The exhibition launches with a gallery talk at 11:15 a.m. Thursday, Feb. 28 in the Sawhill-Georgian Room of the Howard Miller Student Center.
The exhibition is the culmination of a 10-week research and restoration project by two Thiel College professors and a student. Professor of Art and Curator of Art Sean McConnor, Assistant Professor of History Sheila Nowinski, Ph.D., and student Isabella Bungo ’19 restored damaged paintings and frames and conducted historical research about Kent’s life and professional endeavors. Bungo, of Pittsburgh, is a history major with a secondary education certification. She is a 2015 graduate of Fox Chapel High School. During the summer of 2018, the group restored and conducted historical research on Kent’s classroom artwork and pedagogy. The prints on display come from Kent’s time teaching at the Immaculate Heart College and embody a rich blend of poetry, biblical verses, and quotations.
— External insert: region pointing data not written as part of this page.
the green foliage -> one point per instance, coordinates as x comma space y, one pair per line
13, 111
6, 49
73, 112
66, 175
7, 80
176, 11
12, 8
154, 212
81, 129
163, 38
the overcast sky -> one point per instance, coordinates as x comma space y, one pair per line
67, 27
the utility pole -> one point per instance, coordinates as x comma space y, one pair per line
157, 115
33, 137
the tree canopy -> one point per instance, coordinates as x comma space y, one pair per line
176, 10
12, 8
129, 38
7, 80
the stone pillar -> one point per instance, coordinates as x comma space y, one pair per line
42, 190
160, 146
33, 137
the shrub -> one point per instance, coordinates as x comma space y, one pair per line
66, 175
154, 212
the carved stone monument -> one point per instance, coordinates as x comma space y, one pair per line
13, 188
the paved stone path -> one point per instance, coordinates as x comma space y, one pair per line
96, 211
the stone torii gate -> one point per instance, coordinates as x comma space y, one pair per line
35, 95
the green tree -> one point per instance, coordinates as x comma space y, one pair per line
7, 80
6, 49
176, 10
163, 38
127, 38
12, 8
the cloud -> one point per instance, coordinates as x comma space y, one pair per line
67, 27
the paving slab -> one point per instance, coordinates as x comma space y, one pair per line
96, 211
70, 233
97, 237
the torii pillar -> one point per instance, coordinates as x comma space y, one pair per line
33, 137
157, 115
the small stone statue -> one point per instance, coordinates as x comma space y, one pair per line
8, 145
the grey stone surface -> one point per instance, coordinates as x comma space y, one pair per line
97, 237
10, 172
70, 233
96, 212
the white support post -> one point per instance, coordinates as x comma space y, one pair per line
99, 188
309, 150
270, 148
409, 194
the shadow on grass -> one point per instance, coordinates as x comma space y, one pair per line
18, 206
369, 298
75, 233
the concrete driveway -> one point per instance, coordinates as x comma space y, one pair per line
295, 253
“Corita Kent is best known for her bold and colorful pop art serigraphs or silkscreen prints incorporating poetry, Biblical verse, and quotations. Kent engaged with the most pressing issues of her time: civil rights, poverty, war, and peace. Audiences still connect with her pieces, which are at once personal, spiritual, and political,” Nowinski said. “Born Elizabeth Frances Kent, she adopted the name Sister Mary Corita when she joined the Sisters of the Immaculate Heart of Mary in 1936. Sister Corita became famous for her pop art-inspired prints and her progressive educational methods. Her adoption of modern art styles and support for the anti-war movement drew scrutiny from the Archbishop of Los Angeles. In 1968, Kent surrendered her vows to pursue a fulltime art career.”
Funded by a grant from the Greenville Neuromodulation Center Faculty/Student Research Institute, Bungo and McConnor used various techniques to remove dirt, repair torn edges and flatten the prints. The prints were photographed and documented before and after their treatments. The pair also contacted the Intermuseum Conservation Association to aid in restoring two heavily damaged prints. Nowinski and Bungo spent three days researching Kent’s archived papers at the Radcliffe Institute for Advanced Study at Harvard University. The papers were written during the same time the prints in Thiel’s collection were produced.
The Weyers-Sampson Gallery will be open during the spring semester on Mondays and Wednesdays from 9 a.m. – 12 p.m., and 2-4 p.m.; on Tuesdays and Thursdays from 10 a.m. to 12 p.m. and 1-4 p.m.; on Fridays from 9-11 a.m. and 2-4 p.m. or by appointment. The gallery will be closed during spring recess from March 2–10.